But even without searching, I always find her in my thoughts. Wherever I am, I have only to look in the mirror to see my disgrace beneath my very eyes.”

“I don’t know what to tell you,” the scholar said, “except to quote this snatch of Petrarch:

Che qui prende diletto di far frode,
Non s’ha di lamentar s’altro l’inganna.

“That is to say, ‘The liar can’t well feel aggrieved/When he finds himself deceived.’ ”

“I’m not complaining,” answered the ensign, “just feeling sorry for myself. Even when the sinner at last empties himself of excuses, the punishment still burns. I know better than you that I got a dose of my own medicine, trying to rook her and getting rooked myself. But like all our feelings, self-pity is beyond my control.

“So, to get to the heart of this sorry tale—since that’s what it is—I heard that Doña Estefanía had run off with that cousin from our wedding, who was really an old flame of long standing. After getting all she had to give and then some, I had no wish to go after her.

“I changed my lodgings—and, eventually, my looks. My eyebrows and lashes started to fall out. Soon enough the hair on my head followed and I went bald before my time. My scalp shone as empty as my pockets, because I had nothing either to comb or to spend. My illness and my indigence each compounded the other. Honor is no match for poverty, which drives some to the hanging tree and some to the hospital, and makes others swallow their pride and beg for something more nutritious at their enemies’ doors. Want is one of the greatest woes that can befall some unfortunate man. So, rather than pawn my clothes to pay for private treatment and then have to go naked if I recover, I entered Resurrection Hospital and took my forty sweatbaths. They say I’ll get well, that I only need to take care of myself. I’ve got my sword, and I leave the rest to God.”

Here Peralta renewed his friendly invitations, marveling at all the things he’d heard.

“If you find what little I’ve told you surprising,” the ensign said, “what will you say to the other things I haven’t got around to yet, which defy natural law and imagination both? I can only tell you that it makes up for all the misadventures that landed me in the hospital, because only here did I see what I’m about to tell you now, that nobody including you will ever believe.” The ensign’s preambles piqued Peralta’s curiosity so much that he dearly wanted to hear, in detail, everything there was to tell.

“Surely you’ve seen,” the ensign began, “the two guard dogs who go around at night carrying lanterns for the monks, to give them light while they collect alms?”

“Yes …?” Peralta led him.

“You’ve also seen or heard that, if anybody dispenses their charity out a window and onto the ground, the dogs immediately bring their light and help look? They also stop on their own before windows where they usually receive alms. But despite all this tameness—to the point where they’re more like lambs than dogs—they are lions in the hospital, guarding the place with great care and vigilance.”

“I’ve heard all this,” said Peralta, “but it doesn’t turn my world upside-down. Should it?”
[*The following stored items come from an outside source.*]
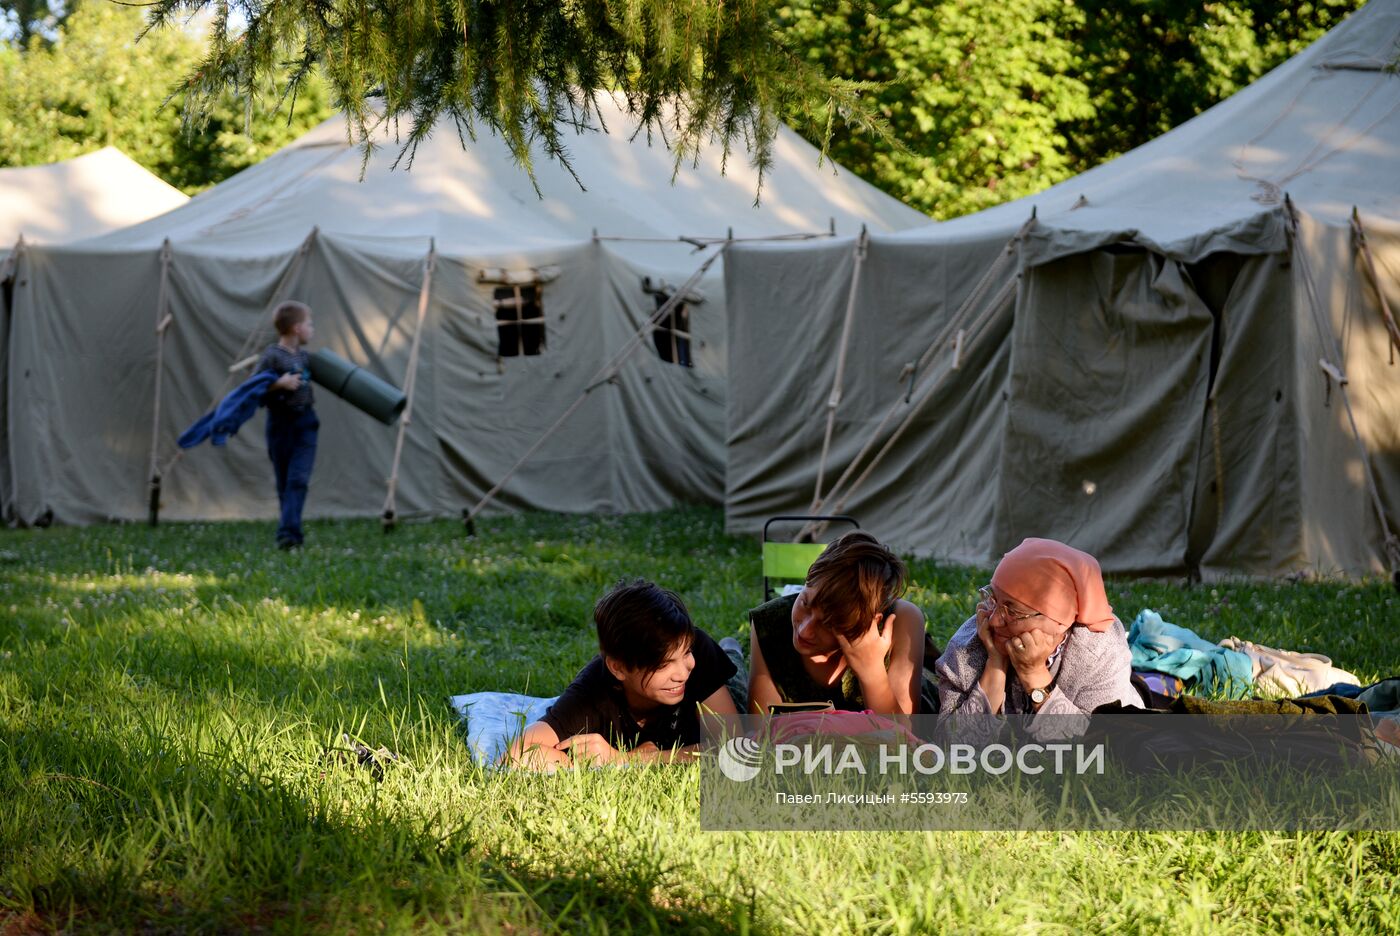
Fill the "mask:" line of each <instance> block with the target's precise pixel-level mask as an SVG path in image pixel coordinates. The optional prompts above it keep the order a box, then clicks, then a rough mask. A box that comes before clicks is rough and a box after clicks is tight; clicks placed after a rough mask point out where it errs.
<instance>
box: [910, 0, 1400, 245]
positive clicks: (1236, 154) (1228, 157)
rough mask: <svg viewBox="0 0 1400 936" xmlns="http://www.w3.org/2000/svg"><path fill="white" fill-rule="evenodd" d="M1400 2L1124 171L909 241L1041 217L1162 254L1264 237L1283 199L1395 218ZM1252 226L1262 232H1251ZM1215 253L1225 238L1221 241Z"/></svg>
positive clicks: (1187, 130)
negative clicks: (1253, 219)
mask: <svg viewBox="0 0 1400 936" xmlns="http://www.w3.org/2000/svg"><path fill="white" fill-rule="evenodd" d="M1397 57H1400V0H1371V3H1368V4H1366V6H1365V7H1362V8H1361V10H1358V11H1357V13H1354V14H1351V17H1348V18H1347V20H1345V21H1344V22H1343V24H1341V25H1338V27H1336V28H1334V29H1331V31H1330V32H1329V34H1327V35H1324V36H1323V38H1320V39H1319V41H1317V42H1315V43H1313V45H1312V46H1309V48H1308V49H1305V50H1303V52H1301V53H1299V55H1296V56H1294V57H1292V59H1289V60H1288V62H1285V63H1284V64H1281V66H1278V67H1277V69H1274V70H1273V71H1270V73H1268V74H1267V76H1264V77H1263V78H1260V80H1259V81H1256V83H1254V84H1252V85H1250V87H1247V88H1245V90H1242V91H1239V92H1238V94H1235V95H1233V97H1231V98H1228V99H1226V101H1222V102H1221V104H1218V105H1215V106H1214V108H1211V109H1210V111H1207V112H1204V113H1201V115H1198V116H1197V118H1194V119H1191V120H1189V122H1186V123H1183V125H1182V126H1179V127H1176V129H1173V130H1170V132H1169V133H1165V134H1162V136H1161V137H1158V139H1155V140H1152V141H1151V143H1147V144H1144V146H1141V147H1138V148H1135V150H1133V151H1131V153H1127V154H1124V155H1121V157H1119V158H1117V159H1113V161H1110V162H1106V164H1103V165H1100V166H1095V168H1093V169H1089V171H1088V172H1084V173H1081V175H1078V176H1075V178H1072V179H1068V180H1065V182H1061V183H1058V185H1056V186H1053V187H1050V189H1047V190H1044V192H1042V193H1039V194H1033V196H1028V197H1025V199H1019V200H1016V201H1009V203H1007V204H1001V206H997V207H994V208H988V210H986V211H979V213H977V214H972V215H967V217H963V218H956V220H953V221H946V222H942V224H934V225H927V227H924V228H920V229H916V231H909V232H907V234H904V235H902V236H907V238H911V239H924V241H942V239H962V238H966V236H969V235H976V234H993V232H998V231H1014V229H1015V228H1016V227H1019V225H1021V224H1022V222H1023V221H1025V220H1026V218H1028V217H1029V215H1030V210H1032V206H1033V207H1035V208H1036V213H1037V221H1039V222H1040V224H1042V225H1050V227H1053V228H1056V229H1058V231H1061V232H1075V231H1078V232H1128V231H1131V232H1135V238H1134V239H1137V241H1140V242H1141V241H1147V242H1152V243H1156V245H1159V246H1162V248H1163V249H1165V252H1166V253H1182V255H1190V253H1196V255H1200V253H1204V252H1208V246H1210V245H1208V243H1207V239H1203V235H1205V234H1208V232H1218V231H1228V232H1231V235H1232V236H1245V238H1259V236H1263V235H1266V234H1268V235H1270V236H1273V232H1268V231H1266V228H1267V227H1268V225H1264V224H1260V222H1259V221H1257V217H1259V215H1260V214H1263V213H1271V211H1275V210H1277V207H1278V206H1280V204H1281V203H1282V194H1284V193H1285V192H1287V193H1288V194H1289V196H1291V197H1292V199H1294V201H1295V203H1296V204H1298V206H1299V207H1302V208H1303V210H1305V211H1308V213H1309V214H1310V215H1313V217H1316V218H1319V220H1323V221H1329V222H1333V224H1337V222H1343V221H1345V218H1347V217H1348V215H1350V214H1351V208H1352V206H1357V207H1358V208H1359V210H1361V213H1362V215H1364V217H1368V215H1369V217H1382V218H1400V74H1397V73H1396V71H1394V70H1393V66H1394V63H1396V60H1397ZM1250 218H1254V220H1256V221H1254V228H1256V229H1254V231H1253V232H1252V231H1249V229H1245V222H1246V221H1249V220H1250ZM1214 243H1215V245H1217V246H1218V245H1219V242H1218V239H1217V241H1214Z"/></svg>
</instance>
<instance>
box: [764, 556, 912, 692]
mask: <svg viewBox="0 0 1400 936" xmlns="http://www.w3.org/2000/svg"><path fill="white" fill-rule="evenodd" d="M907 576H909V572H907V569H906V568H904V562H903V561H900V558H899V557H897V555H895V554H893V553H892V551H890V550H889V548H888V547H885V546H883V544H881V541H879V540H876V539H875V537H874V536H871V534H869V533H865V532H861V530H854V532H851V533H847V534H846V536H843V537H840V539H839V540H836V541H834V543H832V544H830V546H829V547H826V551H823V553H822V554H820V555H819V557H818V558H816V561H815V562H812V567H811V569H808V574H806V585H805V586H804V588H802V590H801V592H799V593H797V595H788V596H785V597H776V599H773V600H771V602H769V603H766V604H762V606H759V607H756V609H753V610H752V611H749V627H750V638H752V639H750V646H752V651H753V669H752V672H750V673H749V708H750V711H753V712H757V714H763V712H767V711H769V707H770V705H774V704H777V702H830V704H832V707H833V708H836V709H839V711H851V712H860V711H872V712H879V714H885V715H914V714H918V712H921V711H923V712H931V711H937V700H938V697H937V691H935V683H934V679H932V673H931V672H925V669H924V667H925V665H927V663H925V660H932V659H934V656H935V655H937V651H935V652H932V653H925V649H927V648H931V642H930V639H928V634H927V632H925V631H924V614H923V611H920V610H918V607H916V606H914V604H913V603H910V602H906V600H904V599H903V597H900V596H902V595H903V593H904V586H906V582H907Z"/></svg>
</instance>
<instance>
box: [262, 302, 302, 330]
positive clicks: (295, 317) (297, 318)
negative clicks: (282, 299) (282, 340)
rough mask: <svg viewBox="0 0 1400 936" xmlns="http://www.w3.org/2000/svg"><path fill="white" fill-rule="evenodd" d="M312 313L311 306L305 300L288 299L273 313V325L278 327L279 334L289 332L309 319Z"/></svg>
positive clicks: (272, 314)
mask: <svg viewBox="0 0 1400 936" xmlns="http://www.w3.org/2000/svg"><path fill="white" fill-rule="evenodd" d="M309 315H311V306H309V305H307V304H305V302H297V301H295V299H287V301H286V302H283V304H281V305H279V306H277V311H276V312H273V313H272V326H273V327H274V329H277V334H287V333H288V332H291V330H293V329H294V327H297V326H298V325H301V323H302V322H305V320H307V318H308V316H309Z"/></svg>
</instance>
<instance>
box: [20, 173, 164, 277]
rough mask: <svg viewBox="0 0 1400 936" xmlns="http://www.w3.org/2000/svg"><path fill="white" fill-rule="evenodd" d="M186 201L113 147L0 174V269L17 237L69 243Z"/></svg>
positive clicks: (152, 213) (37, 240)
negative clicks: (68, 158) (70, 157)
mask: <svg viewBox="0 0 1400 936" xmlns="http://www.w3.org/2000/svg"><path fill="white" fill-rule="evenodd" d="M186 201H189V196H186V194H185V193H183V192H181V190H179V189H176V187H175V186H172V185H168V183H167V182H164V180H162V179H160V178H157V176H155V175H153V173H150V172H147V171H146V169H144V168H141V166H140V165H139V164H137V162H136V161H134V159H132V158H130V157H129V155H126V154H125V153H122V151H120V150H118V148H116V147H104V148H101V150H98V151H95V153H88V154H85V155H80V157H76V158H73V159H64V161H62V162H50V164H48V165H34V166H18V168H8V169H0V263H4V260H6V257H7V256H8V255H10V249H11V248H13V246H14V243H15V242H17V241H18V239H20V238H21V236H22V238H24V239H25V241H27V242H29V243H70V242H73V241H81V239H83V238H91V236H97V235H99V234H106V232H108V231H115V229H118V228H125V227H129V225H132V224H136V222H139V221H146V220H147V218H153V217H155V215H157V214H164V213H165V211H169V210H171V208H176V207H179V206H181V204H183V203H186Z"/></svg>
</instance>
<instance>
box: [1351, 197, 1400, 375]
mask: <svg viewBox="0 0 1400 936" xmlns="http://www.w3.org/2000/svg"><path fill="white" fill-rule="evenodd" d="M1351 232H1352V235H1354V236H1355V239H1357V249H1358V250H1359V253H1361V259H1364V260H1365V262H1366V270H1368V271H1369V273H1371V283H1372V284H1373V285H1375V287H1376V298H1378V299H1380V318H1383V319H1385V323H1386V333H1387V334H1389V336H1390V362H1392V364H1394V362H1396V351H1400V327H1397V326H1396V318H1394V315H1392V312H1390V302H1389V301H1387V299H1386V291H1385V290H1383V288H1382V285H1380V274H1379V273H1376V259H1375V257H1373V256H1371V245H1369V243H1366V231H1365V228H1362V227H1361V213H1359V211H1357V207H1355V206H1352V207H1351Z"/></svg>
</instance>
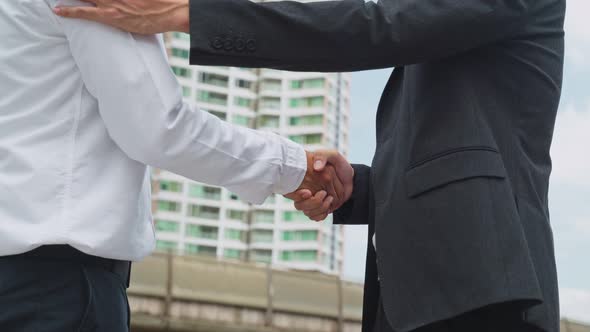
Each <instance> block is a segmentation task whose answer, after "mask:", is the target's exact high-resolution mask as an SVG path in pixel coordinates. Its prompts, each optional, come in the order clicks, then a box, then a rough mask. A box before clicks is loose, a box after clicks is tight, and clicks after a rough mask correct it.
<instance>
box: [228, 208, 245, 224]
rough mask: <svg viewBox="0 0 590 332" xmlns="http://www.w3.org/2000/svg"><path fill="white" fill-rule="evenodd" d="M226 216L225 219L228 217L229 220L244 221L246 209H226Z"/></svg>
mask: <svg viewBox="0 0 590 332" xmlns="http://www.w3.org/2000/svg"><path fill="white" fill-rule="evenodd" d="M226 217H227V219H230V220H237V221H242V222H246V218H247V214H246V211H240V210H227V212H226Z"/></svg>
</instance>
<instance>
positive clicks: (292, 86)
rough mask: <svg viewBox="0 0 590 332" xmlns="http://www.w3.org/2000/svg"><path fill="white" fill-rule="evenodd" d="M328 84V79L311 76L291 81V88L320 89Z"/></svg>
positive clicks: (298, 89)
mask: <svg viewBox="0 0 590 332" xmlns="http://www.w3.org/2000/svg"><path fill="white" fill-rule="evenodd" d="M325 84H326V80H325V79H323V78H311V79H306V80H297V81H291V89H292V90H299V89H320V88H323V87H324V86H325Z"/></svg>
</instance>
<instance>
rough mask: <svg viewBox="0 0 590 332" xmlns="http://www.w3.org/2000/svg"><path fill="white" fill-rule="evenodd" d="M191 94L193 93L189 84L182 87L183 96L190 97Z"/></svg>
mask: <svg viewBox="0 0 590 332" xmlns="http://www.w3.org/2000/svg"><path fill="white" fill-rule="evenodd" d="M191 95H192V90H191V88H190V87H188V86H183V87H182V96H183V97H190V96H191Z"/></svg>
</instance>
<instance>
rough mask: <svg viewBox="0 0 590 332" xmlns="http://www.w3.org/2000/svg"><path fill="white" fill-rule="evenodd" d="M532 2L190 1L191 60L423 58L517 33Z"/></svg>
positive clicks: (281, 66) (300, 65)
mask: <svg viewBox="0 0 590 332" xmlns="http://www.w3.org/2000/svg"><path fill="white" fill-rule="evenodd" d="M532 3H533V1H532V0H522V1H514V0H473V1H456V0H421V1H415V0H381V1H379V2H378V4H375V3H373V2H370V1H369V2H368V3H365V2H364V1H363V0H342V1H323V2H310V3H298V2H291V1H278V2H264V3H254V2H250V1H248V0H191V14H190V15H191V18H190V19H191V29H190V30H191V45H192V52H191V62H192V63H193V64H202V65H235V66H248V67H273V68H278V69H287V70H312V71H352V70H361V69H372V68H380V67H389V66H399V65H407V64H412V63H419V62H425V61H428V60H434V59H438V58H442V57H446V56H449V55H452V54H456V53H459V52H463V51H466V50H469V49H472V48H476V47H478V46H481V45H485V44H487V43H491V42H495V41H497V40H500V39H502V38H506V37H507V36H509V35H510V34H518V33H519V32H520V28H521V27H522V25H523V22H524V21H525V19H526V14H527V12H528V11H529V10H530V8H529V7H531V6H532ZM240 39H243V40H244V41H245V42H246V43H249V44H247V46H246V47H242V46H241V45H242V44H240V42H239V40H240Z"/></svg>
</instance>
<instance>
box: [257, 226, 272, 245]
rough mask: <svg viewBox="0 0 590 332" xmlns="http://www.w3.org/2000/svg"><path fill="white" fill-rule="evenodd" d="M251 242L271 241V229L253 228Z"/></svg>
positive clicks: (271, 237) (271, 232) (270, 241)
mask: <svg viewBox="0 0 590 332" xmlns="http://www.w3.org/2000/svg"><path fill="white" fill-rule="evenodd" d="M252 242H253V243H272V242H273V231H271V230H258V229H257V230H254V231H252Z"/></svg>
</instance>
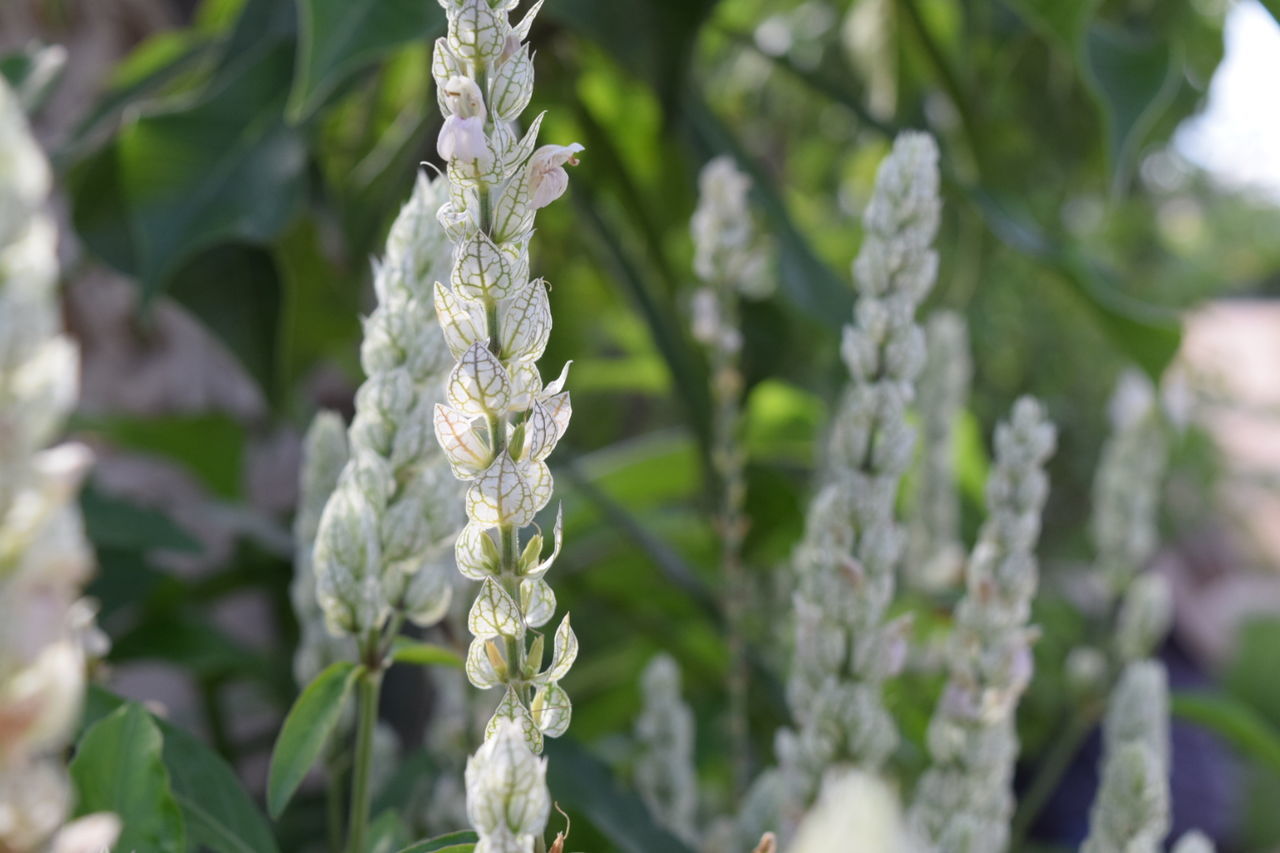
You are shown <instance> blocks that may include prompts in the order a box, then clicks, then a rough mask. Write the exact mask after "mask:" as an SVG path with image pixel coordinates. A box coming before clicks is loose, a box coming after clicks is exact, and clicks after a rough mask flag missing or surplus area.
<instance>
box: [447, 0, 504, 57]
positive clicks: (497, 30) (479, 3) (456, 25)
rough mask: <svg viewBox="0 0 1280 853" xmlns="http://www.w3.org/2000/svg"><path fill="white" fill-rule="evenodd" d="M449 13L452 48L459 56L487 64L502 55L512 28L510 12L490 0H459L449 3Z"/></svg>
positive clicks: (448, 7) (449, 33) (451, 47)
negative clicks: (510, 31) (508, 22)
mask: <svg viewBox="0 0 1280 853" xmlns="http://www.w3.org/2000/svg"><path fill="white" fill-rule="evenodd" d="M442 5H444V4H442ZM445 13H447V15H448V18H449V35H448V40H449V47H451V49H452V50H453V53H454V54H456V55H457V56H460V58H461V59H463V60H467V61H472V63H477V64H481V65H486V64H489V63H490V61H493V60H495V59H497V58H498V56H499V55H500V54H502V51H503V47H504V46H506V44H507V33H508V32H509V31H511V27H509V24H508V23H507V15H506V14H504V13H503V12H500V10H498V9H494V8H492V6H490V5H489V0H457V1H456V3H449V4H448V5H445Z"/></svg>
“What I’m about to tell you will,” answered the ensign. “Even if it sounds bizarre, you have to try to believe it. One night, the second to last of my treatment, I heard and saw with my own eyes—well, almost saw—those two dogs, Scipio and Berganza, stretched on some old matting behind my bed. Then, in the middle of the night, lying awake in the dark thinking of my past adventures and current travails, I heard voices nearby. I listened closely to see if I could make out who was speaking, and what about. Soon enough I deciphered both and I knew, to a certainty, that the dogs were doing the talking.”

Campuzano had hardly finished the sentence when the scholar leaped to his feet and cried, “That does it, señor Campuzano! Up to now I couldn’t decide whether to believe what you’ve told me about your marriage, but after all this about hearing dogs talk, I’ve made up my mind not to believe you any farther than I can throw you. Sweet Jesus, ensign, don’t ever repeat this nonsense to anybody except a friend like me.”

“I’m not so ignorant,” replied Campuzano, “that I don’t know animals can’t talk without some miracle. Even if mockingbirds, mynahs and parrots appear to talk, I know they only repeat the words they’ve learned by rote, and only then because they happen to have tongues like ours to pronounce them. But they can’t talk, let alone talk back, with the thoughtful exchange of views that those dogs managed. Much as I heard them afterward, I scarcely believe it myself. I listened, made notes, and finally wrote it all down verbatim—wide awake, with all five God-given senses working—and still I’d rather write it off as a dream. This transcript here will make the case better than I can that what I saw there was real. Their topics were many and varied, more what you’d expect from a pontiff than a mastiff. So, since I couldn’t have invented their remarks myself, I reluctantly have to believe that this was no dream, and this canine conversation really happened.”

“Odds bodkins!” the scholar exclaimed.